Depois de lermos O Reino, conduzidos — e muitas vezes driblados — pela inteligência cortante e ironia de Emmanuel Carrère, é inevitável nos perguntarmos: afinal, ele acredita ou não no Reino? Essa questão permanece em suspenso ao longo da narrativa, marcada por idas e vindas entre fé e desconfiança, confissão e provocação, como neste trecho: "Não, não acredito que Jesus tenha ressuscitado. Não acredito que um homem tenha voltado dos mortos. Entretanto, que seja possível acreditar nisso, e por eu mesmo ter acreditado, isso me intriga, fascina, perturba, abala — não sei qual é o verbo mais apropriado. Escrevo este livro para não achar que, deixando de crer, sei mais sobre isso do que aqueles que creem e do que eu mesmo quando acreditava. Escrevo este livro para duvidar da minha própria opinião."

"No dia seguinte, domingo, depois do almoço, o retiro chega ao fim. Antes de nos separarmos, de voltar cada um para sua casa, todo mundo entoa um cântico tipo 'Jesus é meu amigo'. A bondosa senhora que cuida de Élodie, a adolescente com Síndrome de Down, faz o acompanhamento ao violão e, como é um cântico alegre, todos se põem a bater mãos e pés e a se requebrar como numa boate. Nem com toda a boa vontade do mundo consigo me juntar sinceramente a momento de tão intenso kitsch religioso. Cantarolo vagamente com a boca fechada, movo-me feito um pêndulo, espero terminar. Subitamente, ao meu lado, surge Élodie, que puxou uma espécie de quadrilha. Ela se planta à minha frente, sorri, atira os braços para o alto, ri abertamente, e, acima de tudo, olha para mim, me incentiva com o olhar, e há tamanha alegria nesse olhar, alegria tão cândida, confiante e sincera, que começo a dançar como os outros, a cantar que Jesus é meu amigo e, cantando, dançando, olhando para Élodie, que agora escolheu outro parceiro, lágrimas me vêm aos olhos e sou forçado a admitir que nesse dia, por um instante, entrevi o que é o Reino." (p. 433)

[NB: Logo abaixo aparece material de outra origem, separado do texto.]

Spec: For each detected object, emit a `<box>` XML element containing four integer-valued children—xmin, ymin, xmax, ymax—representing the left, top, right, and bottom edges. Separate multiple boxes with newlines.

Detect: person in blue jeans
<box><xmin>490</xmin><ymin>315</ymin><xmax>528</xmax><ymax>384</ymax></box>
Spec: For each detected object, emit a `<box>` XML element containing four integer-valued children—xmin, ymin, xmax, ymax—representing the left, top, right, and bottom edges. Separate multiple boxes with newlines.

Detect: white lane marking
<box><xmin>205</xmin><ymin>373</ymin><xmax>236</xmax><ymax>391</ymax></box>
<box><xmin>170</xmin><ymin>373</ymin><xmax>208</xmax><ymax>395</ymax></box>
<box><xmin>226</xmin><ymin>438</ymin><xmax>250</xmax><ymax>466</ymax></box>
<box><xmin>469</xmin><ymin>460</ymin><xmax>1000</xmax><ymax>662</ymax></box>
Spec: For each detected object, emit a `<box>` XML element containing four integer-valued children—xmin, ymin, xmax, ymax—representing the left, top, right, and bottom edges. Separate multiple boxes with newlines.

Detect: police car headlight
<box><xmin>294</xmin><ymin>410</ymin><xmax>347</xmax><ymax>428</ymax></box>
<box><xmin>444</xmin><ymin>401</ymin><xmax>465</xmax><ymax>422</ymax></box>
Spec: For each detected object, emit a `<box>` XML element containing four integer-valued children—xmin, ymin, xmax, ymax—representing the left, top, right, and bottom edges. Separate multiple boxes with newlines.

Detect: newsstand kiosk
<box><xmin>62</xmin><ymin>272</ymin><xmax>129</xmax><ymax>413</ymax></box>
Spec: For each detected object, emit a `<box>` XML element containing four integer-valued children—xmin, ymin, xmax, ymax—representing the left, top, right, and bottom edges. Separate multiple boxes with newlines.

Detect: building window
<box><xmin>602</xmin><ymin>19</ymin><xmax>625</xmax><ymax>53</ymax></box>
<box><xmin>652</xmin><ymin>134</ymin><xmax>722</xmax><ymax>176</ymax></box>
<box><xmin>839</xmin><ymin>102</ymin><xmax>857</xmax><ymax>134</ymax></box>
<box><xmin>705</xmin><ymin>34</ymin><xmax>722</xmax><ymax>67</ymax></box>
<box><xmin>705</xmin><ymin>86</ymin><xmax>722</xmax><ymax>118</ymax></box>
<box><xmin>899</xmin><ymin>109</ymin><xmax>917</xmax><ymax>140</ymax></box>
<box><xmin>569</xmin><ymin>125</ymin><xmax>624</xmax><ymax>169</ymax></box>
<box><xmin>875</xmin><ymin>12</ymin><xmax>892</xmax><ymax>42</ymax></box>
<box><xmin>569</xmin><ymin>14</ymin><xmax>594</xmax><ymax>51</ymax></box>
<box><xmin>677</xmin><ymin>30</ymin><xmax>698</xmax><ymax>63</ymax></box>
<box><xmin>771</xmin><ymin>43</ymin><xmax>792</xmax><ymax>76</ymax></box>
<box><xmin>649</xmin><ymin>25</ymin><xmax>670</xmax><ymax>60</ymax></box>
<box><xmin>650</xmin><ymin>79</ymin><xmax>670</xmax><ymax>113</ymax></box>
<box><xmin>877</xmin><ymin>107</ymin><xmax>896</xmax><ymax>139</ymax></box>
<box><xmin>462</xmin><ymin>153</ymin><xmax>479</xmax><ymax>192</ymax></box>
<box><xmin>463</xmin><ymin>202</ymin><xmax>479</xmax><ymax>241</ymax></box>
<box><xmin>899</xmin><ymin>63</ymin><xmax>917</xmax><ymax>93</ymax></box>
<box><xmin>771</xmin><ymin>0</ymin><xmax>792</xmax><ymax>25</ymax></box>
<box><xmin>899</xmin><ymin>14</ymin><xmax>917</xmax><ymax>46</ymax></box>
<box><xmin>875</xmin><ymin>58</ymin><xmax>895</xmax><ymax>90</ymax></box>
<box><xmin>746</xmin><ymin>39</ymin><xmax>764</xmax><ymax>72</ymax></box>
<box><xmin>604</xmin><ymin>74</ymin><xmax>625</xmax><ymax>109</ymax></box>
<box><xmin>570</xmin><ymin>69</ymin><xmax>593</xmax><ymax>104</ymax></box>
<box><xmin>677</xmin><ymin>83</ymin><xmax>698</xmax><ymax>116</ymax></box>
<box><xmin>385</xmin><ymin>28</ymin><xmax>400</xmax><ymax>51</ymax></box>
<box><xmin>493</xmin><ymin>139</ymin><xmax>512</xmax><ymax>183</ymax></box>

Literatura contemporânea francesa
Sobre o autor: Emmanuel Carrère nasceu em Paris, em dezembro de 1957. Formado no Institute d'Études Politiques, é escritor, roteirista e diretor. A novela O bigode foi adaptada para o cinema pelo próprio Carrère, e A colônia de férias conquistou o prêmio Femina de 1995. O adversário, Um romance russo, Ioga, Outras vidas que não a minha e Limonov — vencedor do prêmio Renaudot — são seus outros livros publicados no Brasil.